Sumário: I - O disposto nos artigos 100.º e 101.º, n.º 2 do Código do Notariado visa regular a publicidade das escrituras de justificação notarial, assim como os reflexos da sua impugnação no prazo de 30 dias, pelo que ocorrendo essa impugnação nesse lapso temporal, existe uma impossibilidade legal de nessa ocasião serem emitidas certidões dessa escritura para fins de registo predial.
II - O prazo de 30 dias previsto no artigo 101.º, n.º 2 do Código do Notariado ficou suspenso pelo artigo 7.º, n.º 2 e 6 da Lei n.º 1-A/2020, de 19/mar. (DR I, n.º 56), o qual veio estabelecer medidas excepcionais e temporárias de resposta à situação epidemiológica provocada pelo coronavírus SARS-CoV-2 e da doença Covid-19.
Reclamações:
Decisão Texto Integral: Recurso n.º 700/20.9T8FLG.P1
Relator: Joaquim Correia Gomes;
Adjuntos: António Paulo Vasconcelos; Filipe Caroço
Acordam na 3.ª Secção do Tribunal da Relação do Porto
I. RELATÓRIO
1. No processo n.º 700/20.9T8FLG do Juízo Local Cível C…, J2, da Comarca de Porto Este, em que são:
Recorrente/Notário: B…
Recorrida: Conservatória do Registo Civil, Predial, Comercial, Automóvel C…

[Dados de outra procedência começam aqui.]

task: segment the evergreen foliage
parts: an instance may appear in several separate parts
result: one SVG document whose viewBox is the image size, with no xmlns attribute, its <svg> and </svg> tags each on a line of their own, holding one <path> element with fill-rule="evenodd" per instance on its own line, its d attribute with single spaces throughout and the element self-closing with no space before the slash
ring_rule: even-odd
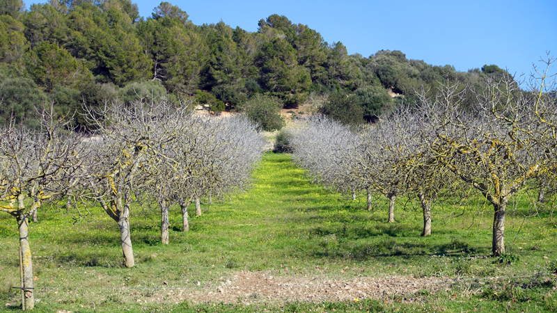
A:
<svg viewBox="0 0 557 313">
<path fill-rule="evenodd" d="M 340 118 L 342 108 L 348 108 L 356 115 L 341 120 L 357 124 L 416 102 L 422 87 L 433 95 L 436 81 L 478 86 L 506 73 L 496 65 L 459 72 L 400 51 L 348 55 L 340 41 L 329 44 L 309 26 L 277 14 L 258 25 L 253 33 L 223 21 L 194 25 L 187 13 L 164 1 L 143 18 L 131 0 L 51 0 L 28 10 L 20 0 L 3 0 L 0 80 L 26 77 L 52 95 L 56 86 L 88 95 L 91 83 L 109 83 L 130 97 L 130 83 L 152 79 L 161 83 L 157 94 L 210 94 L 213 111 L 233 109 L 260 93 L 288 107 L 303 103 L 310 92 L 352 95 L 349 102 L 334 95 L 322 111 Z M 465 97 L 472 106 L 472 97 Z"/>
<path fill-rule="evenodd" d="M 242 103 L 239 111 L 257 123 L 258 129 L 272 131 L 279 130 L 284 126 L 284 118 L 281 115 L 282 107 L 283 102 L 279 98 L 256 94 Z"/>
</svg>

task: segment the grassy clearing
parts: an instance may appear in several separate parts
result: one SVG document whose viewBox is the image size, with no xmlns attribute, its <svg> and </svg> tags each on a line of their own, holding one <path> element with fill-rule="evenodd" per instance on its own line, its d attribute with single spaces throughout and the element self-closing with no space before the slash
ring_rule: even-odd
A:
<svg viewBox="0 0 557 313">
<path fill-rule="evenodd" d="M 92 210 L 96 221 L 78 225 L 70 216 L 42 211 L 40 222 L 30 226 L 40 299 L 36 311 L 557 312 L 554 276 L 514 278 L 557 269 L 557 225 L 549 212 L 524 219 L 530 209 L 520 201 L 509 210 L 510 266 L 508 259 L 484 257 L 491 254 L 492 208 L 481 200 L 466 207 L 434 207 L 432 234 L 423 238 L 417 204 L 398 201 L 398 223 L 387 224 L 386 201 L 378 200 L 369 212 L 363 196 L 352 201 L 311 184 L 288 155 L 267 154 L 254 177 L 249 193 L 203 205 L 203 215 L 191 218 L 189 232 L 180 231 L 174 208 L 168 246 L 160 243 L 156 209 L 136 207 L 131 220 L 136 266 L 131 269 L 120 266 L 118 227 L 100 209 Z M 1 215 L 0 310 L 19 307 L 11 288 L 19 286 L 15 220 Z M 242 271 L 318 281 L 478 279 L 411 296 L 340 302 L 269 301 L 256 294 L 219 303 L 207 302 L 210 294 L 202 300 L 185 296 L 212 292 Z M 481 279 L 494 276 L 512 278 Z"/>
</svg>

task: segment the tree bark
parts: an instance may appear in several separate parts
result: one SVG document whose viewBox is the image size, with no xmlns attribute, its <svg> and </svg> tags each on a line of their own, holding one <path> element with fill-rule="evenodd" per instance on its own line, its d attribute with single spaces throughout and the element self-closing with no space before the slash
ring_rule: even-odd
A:
<svg viewBox="0 0 557 313">
<path fill-rule="evenodd" d="M 371 211 L 371 189 L 368 188 L 368 211 Z"/>
<path fill-rule="evenodd" d="M 492 252 L 494 257 L 505 253 L 505 213 L 507 209 L 506 201 L 501 204 L 493 204 L 494 214 L 493 216 L 493 241 Z"/>
<path fill-rule="evenodd" d="M 422 191 L 418 193 L 418 197 L 420 198 L 423 214 L 423 230 L 421 236 L 429 236 L 431 234 L 431 200 Z"/>
<path fill-rule="evenodd" d="M 196 216 L 201 216 L 201 202 L 199 197 L 196 197 Z"/>
<path fill-rule="evenodd" d="M 135 261 L 134 260 L 134 249 L 132 247 L 129 214 L 121 214 L 120 220 L 117 223 L 118 227 L 120 228 L 120 239 L 122 243 L 122 252 L 124 255 L 124 266 L 133 267 L 135 265 Z"/>
<path fill-rule="evenodd" d="M 35 307 L 35 294 L 33 286 L 33 264 L 29 248 L 29 223 L 27 216 L 22 212 L 16 216 L 17 229 L 19 232 L 19 247 L 22 249 L 22 266 L 23 266 L 23 291 L 24 293 L 25 310 Z"/>
<path fill-rule="evenodd" d="M 37 212 L 38 211 L 39 211 L 39 209 L 37 209 L 35 211 L 33 211 L 33 214 L 31 214 L 33 223 L 38 222 L 38 218 L 37 217 Z"/>
<path fill-rule="evenodd" d="M 538 202 L 542 202 L 545 198 L 545 188 L 547 186 L 547 180 L 545 178 L 540 179 L 540 190 L 538 191 Z"/>
<path fill-rule="evenodd" d="M 168 244 L 168 202 L 162 200 L 161 206 L 161 243 Z"/>
<path fill-rule="evenodd" d="M 187 207 L 189 207 L 189 202 L 180 204 L 182 209 L 182 231 L 187 232 L 189 230 L 189 221 L 188 220 Z"/>
<path fill-rule="evenodd" d="M 389 198 L 389 220 L 388 223 L 395 223 L 395 200 L 396 193 L 391 193 L 387 195 Z"/>
</svg>

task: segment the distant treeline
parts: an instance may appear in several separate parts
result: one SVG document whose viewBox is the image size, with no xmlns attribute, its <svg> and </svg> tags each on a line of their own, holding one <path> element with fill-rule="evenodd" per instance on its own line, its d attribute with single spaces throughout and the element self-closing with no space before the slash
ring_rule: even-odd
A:
<svg viewBox="0 0 557 313">
<path fill-rule="evenodd" d="M 258 93 L 296 106 L 312 92 L 339 99 L 353 95 L 358 114 L 370 120 L 412 102 L 422 86 L 434 93 L 436 79 L 473 84 L 503 72 L 496 65 L 457 72 L 408 60 L 400 51 L 348 55 L 340 42 L 329 44 L 278 15 L 249 33 L 222 21 L 194 25 L 168 2 L 147 18 L 130 0 L 50 0 L 28 10 L 21 0 L 3 0 L 0 14 L 3 120 L 11 114 L 30 120 L 26 116 L 43 99 L 55 102 L 61 113 L 82 103 L 94 107 L 164 93 L 193 97 L 219 111 Z M 76 126 L 86 127 L 79 116 Z"/>
</svg>

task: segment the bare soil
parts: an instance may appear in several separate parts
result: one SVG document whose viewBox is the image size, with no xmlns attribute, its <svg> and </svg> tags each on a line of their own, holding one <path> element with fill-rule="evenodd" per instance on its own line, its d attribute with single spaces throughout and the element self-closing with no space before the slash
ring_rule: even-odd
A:
<svg viewBox="0 0 557 313">
<path fill-rule="evenodd" d="M 187 300 L 194 303 L 224 303 L 246 305 L 291 301 L 344 301 L 355 299 L 384 299 L 396 294 L 411 297 L 418 291 L 445 289 L 448 282 L 413 275 L 373 278 L 359 275 L 353 279 L 329 280 L 294 273 L 274 277 L 269 272 L 235 272 L 230 280 L 219 286 L 191 289 L 169 289 L 152 297 L 138 298 L 137 302 L 156 303 Z"/>
</svg>

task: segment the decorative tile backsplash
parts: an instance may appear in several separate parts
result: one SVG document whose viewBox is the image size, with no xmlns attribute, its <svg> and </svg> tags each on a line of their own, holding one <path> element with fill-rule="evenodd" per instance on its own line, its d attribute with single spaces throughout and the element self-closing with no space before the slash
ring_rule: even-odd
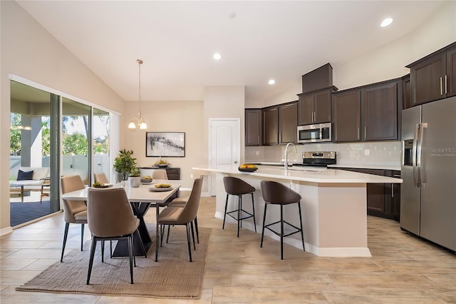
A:
<svg viewBox="0 0 456 304">
<path fill-rule="evenodd" d="M 310 143 L 289 147 L 289 162 L 301 162 L 305 151 L 336 151 L 338 165 L 400 166 L 401 141 L 375 141 L 347 143 Z M 284 146 L 245 147 L 245 162 L 279 163 L 284 159 Z"/>
</svg>

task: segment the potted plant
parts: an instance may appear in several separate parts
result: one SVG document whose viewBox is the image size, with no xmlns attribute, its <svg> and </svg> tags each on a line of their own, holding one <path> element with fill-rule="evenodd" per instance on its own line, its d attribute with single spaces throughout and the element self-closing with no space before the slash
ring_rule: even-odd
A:
<svg viewBox="0 0 456 304">
<path fill-rule="evenodd" d="M 114 170 L 117 172 L 118 182 L 127 181 L 130 173 L 136 168 L 136 158 L 131 150 L 120 150 L 114 160 Z"/>
<path fill-rule="evenodd" d="M 141 171 L 139 168 L 135 167 L 130 172 L 128 181 L 130 182 L 130 186 L 131 188 L 138 188 L 140 186 L 140 183 L 141 183 Z"/>
</svg>

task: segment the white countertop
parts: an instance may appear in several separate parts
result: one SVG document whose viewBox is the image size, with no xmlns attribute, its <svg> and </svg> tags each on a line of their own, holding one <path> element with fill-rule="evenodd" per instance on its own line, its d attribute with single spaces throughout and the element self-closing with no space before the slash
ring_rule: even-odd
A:
<svg viewBox="0 0 456 304">
<path fill-rule="evenodd" d="M 281 163 L 265 162 L 265 161 L 246 161 L 245 163 L 258 163 L 261 166 L 284 166 Z M 383 165 L 381 163 L 338 163 L 336 165 L 328 165 L 329 168 L 353 168 L 354 169 L 380 169 L 380 170 L 395 170 L 400 171 L 400 165 Z"/>
<path fill-rule="evenodd" d="M 338 169 L 307 171 L 304 167 L 289 168 L 274 166 L 260 166 L 254 172 L 241 172 L 237 167 L 231 169 L 215 169 L 207 166 L 193 167 L 193 170 L 209 172 L 220 172 L 230 174 L 246 174 L 252 176 L 281 178 L 291 181 L 301 181 L 323 183 L 402 183 L 402 179 L 371 174 L 359 173 Z"/>
</svg>

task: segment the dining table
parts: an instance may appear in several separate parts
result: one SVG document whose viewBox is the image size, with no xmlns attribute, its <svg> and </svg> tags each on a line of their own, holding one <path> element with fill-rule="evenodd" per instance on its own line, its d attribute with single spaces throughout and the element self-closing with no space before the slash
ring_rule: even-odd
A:
<svg viewBox="0 0 456 304">
<path fill-rule="evenodd" d="M 167 183 L 171 185 L 168 188 L 157 188 L 155 185 L 160 183 Z M 147 212 L 150 207 L 155 208 L 156 218 L 158 218 L 160 214 L 160 208 L 166 207 L 169 202 L 167 201 L 170 197 L 174 193 L 179 191 L 179 188 L 181 184 L 179 181 L 176 180 L 153 180 L 153 182 L 150 184 L 141 184 L 138 188 L 129 187 L 127 183 L 115 183 L 113 185 L 105 186 L 103 189 L 109 189 L 111 187 L 114 188 L 123 188 L 127 194 L 128 201 L 132 206 L 133 213 L 140 220 L 140 225 L 138 228 L 139 234 L 141 237 L 140 240 L 138 238 L 137 234 L 134 234 L 134 253 L 136 256 L 144 255 L 142 248 L 140 246 L 140 241 L 142 241 L 145 252 L 147 253 L 150 246 L 152 245 L 152 238 L 147 230 L 147 228 L 144 220 L 144 216 Z M 84 201 L 87 202 L 88 200 L 88 191 L 91 187 L 86 187 L 84 189 L 77 190 L 76 191 L 68 192 L 65 194 L 62 194 L 63 200 L 72 200 L 72 201 Z M 158 243 L 160 233 L 159 231 L 158 225 L 155 225 L 155 261 L 157 258 L 158 253 Z M 128 241 L 119 240 L 113 253 L 113 257 L 128 256 Z"/>
</svg>

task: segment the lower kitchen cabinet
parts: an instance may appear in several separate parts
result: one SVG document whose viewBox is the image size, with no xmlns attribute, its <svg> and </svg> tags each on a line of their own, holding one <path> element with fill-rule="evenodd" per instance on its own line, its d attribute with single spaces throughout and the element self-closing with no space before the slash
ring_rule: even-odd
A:
<svg viewBox="0 0 456 304">
<path fill-rule="evenodd" d="M 343 170 L 400 178 L 400 171 L 382 169 L 358 169 L 343 168 Z M 400 216 L 400 183 L 368 183 L 367 209 L 369 216 L 399 221 Z"/>
</svg>

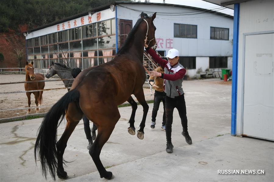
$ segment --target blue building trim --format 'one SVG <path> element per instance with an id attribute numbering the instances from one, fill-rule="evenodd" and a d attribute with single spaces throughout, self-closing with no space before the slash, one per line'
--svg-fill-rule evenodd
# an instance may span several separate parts
<path id="1" fill-rule="evenodd" d="M 238 59 L 239 50 L 239 4 L 234 5 L 233 24 L 233 50 L 232 57 L 232 85 L 231 93 L 231 135 L 236 135 L 237 117 L 237 89 L 238 84 Z"/>
<path id="2" fill-rule="evenodd" d="M 117 6 L 115 6 L 115 38 L 116 39 L 116 53 L 118 52 L 118 25 L 117 24 Z"/>

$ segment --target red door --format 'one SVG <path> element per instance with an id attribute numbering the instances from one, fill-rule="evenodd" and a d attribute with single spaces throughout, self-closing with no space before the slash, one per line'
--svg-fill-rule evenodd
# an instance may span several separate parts
<path id="1" fill-rule="evenodd" d="M 120 20 L 120 47 L 123 46 L 126 39 L 132 28 L 132 20 Z"/>

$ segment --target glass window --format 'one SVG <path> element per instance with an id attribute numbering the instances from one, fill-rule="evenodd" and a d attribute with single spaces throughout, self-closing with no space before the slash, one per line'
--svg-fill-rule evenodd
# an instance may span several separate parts
<path id="1" fill-rule="evenodd" d="M 227 57 L 209 57 L 210 68 L 226 68 L 227 67 Z"/>
<path id="2" fill-rule="evenodd" d="M 81 58 L 70 59 L 70 68 L 74 68 L 76 67 L 79 68 L 81 69 L 82 69 L 83 64 Z"/>
<path id="3" fill-rule="evenodd" d="M 49 61 L 48 59 L 42 60 L 42 68 L 49 68 Z"/>
<path id="4" fill-rule="evenodd" d="M 197 38 L 197 26 L 174 24 L 174 37 Z"/>
<path id="5" fill-rule="evenodd" d="M 40 39 L 39 37 L 35 37 L 34 39 L 34 46 L 40 46 Z"/>
<path id="6" fill-rule="evenodd" d="M 82 50 L 81 41 L 75 41 L 69 43 L 69 51 L 73 51 Z"/>
<path id="7" fill-rule="evenodd" d="M 115 26 L 115 19 L 111 20 L 111 34 L 115 34 L 116 32 Z"/>
<path id="8" fill-rule="evenodd" d="M 116 46 L 115 36 L 98 38 L 98 49 L 112 48 Z"/>
<path id="9" fill-rule="evenodd" d="M 40 52 L 40 47 L 34 47 L 34 48 L 33 49 L 34 53 L 34 54 L 37 54 L 41 53 Z"/>
<path id="10" fill-rule="evenodd" d="M 57 33 L 53 33 L 48 34 L 48 43 L 54 44 L 57 42 Z"/>
<path id="11" fill-rule="evenodd" d="M 180 30 L 179 29 L 179 24 L 174 24 L 174 37 L 180 37 Z"/>
<path id="12" fill-rule="evenodd" d="M 58 33 L 58 42 L 66 42 L 68 39 L 67 30 L 64 30 Z"/>
<path id="13" fill-rule="evenodd" d="M 41 53 L 44 54 L 48 53 L 48 46 L 41 46 Z"/>
<path id="14" fill-rule="evenodd" d="M 48 43 L 48 35 L 46 35 L 40 37 L 40 40 L 41 40 L 41 45 L 46 45 Z"/>
<path id="15" fill-rule="evenodd" d="M 83 50 L 97 49 L 97 39 L 83 40 Z"/>
<path id="16" fill-rule="evenodd" d="M 210 39 L 228 40 L 229 29 L 210 27 Z"/>
<path id="17" fill-rule="evenodd" d="M 69 51 L 69 43 L 60 43 L 59 44 L 59 52 L 63 52 L 64 53 Z"/>
<path id="18" fill-rule="evenodd" d="M 28 54 L 33 54 L 33 48 L 30 48 L 28 49 Z"/>
<path id="19" fill-rule="evenodd" d="M 183 57 L 180 56 L 179 62 L 185 68 L 188 69 L 196 69 L 196 57 Z"/>
<path id="20" fill-rule="evenodd" d="M 28 39 L 27 40 L 27 45 L 28 47 L 31 47 L 33 46 L 32 43 L 32 39 Z"/>

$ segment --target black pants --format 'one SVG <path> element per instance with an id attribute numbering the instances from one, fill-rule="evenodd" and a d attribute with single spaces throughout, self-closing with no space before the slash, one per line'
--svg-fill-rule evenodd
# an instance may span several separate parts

foi proferida sentença em 26/set./2020 julgando improcedente a impugnação do despacho de qualificação do registo provisório por dúvidas proferido pela Sra. Conservadora da Conservatória do Registo Predial C… a 23 de Junho de 2020 e, em consequência, manteve o mesmo nos seus precisos termos.
1.1. Por despacho de qualificação proferido em 23/jun./2020 pela Senhora Conservadora foi decidido lavrar como provisório por dúvidas o título apresentado a registo de uma escritura de justificação outorgada no dia de 27/nov./2019.
1.2. B… Notário do Cartório Notarial D… veio impugnar judicialmente tal despacho de qualificação
1.3. O Ministério Público emitiu parecer em 18/set./2020 no sentido da improcedência da impugnação judicial.
2. O Senhor Notário interpôs recurso em 04/nov./2020 pugnando pela revogação da sentença recorrida, apresentando as seguintes conclusões:




3. Admitido o recurso foi o mesmo remetido a esta Relação, onde foi autuado em 04/dez./2020, procedendo-se a exame preliminar e cumprindo-se os vistos legais.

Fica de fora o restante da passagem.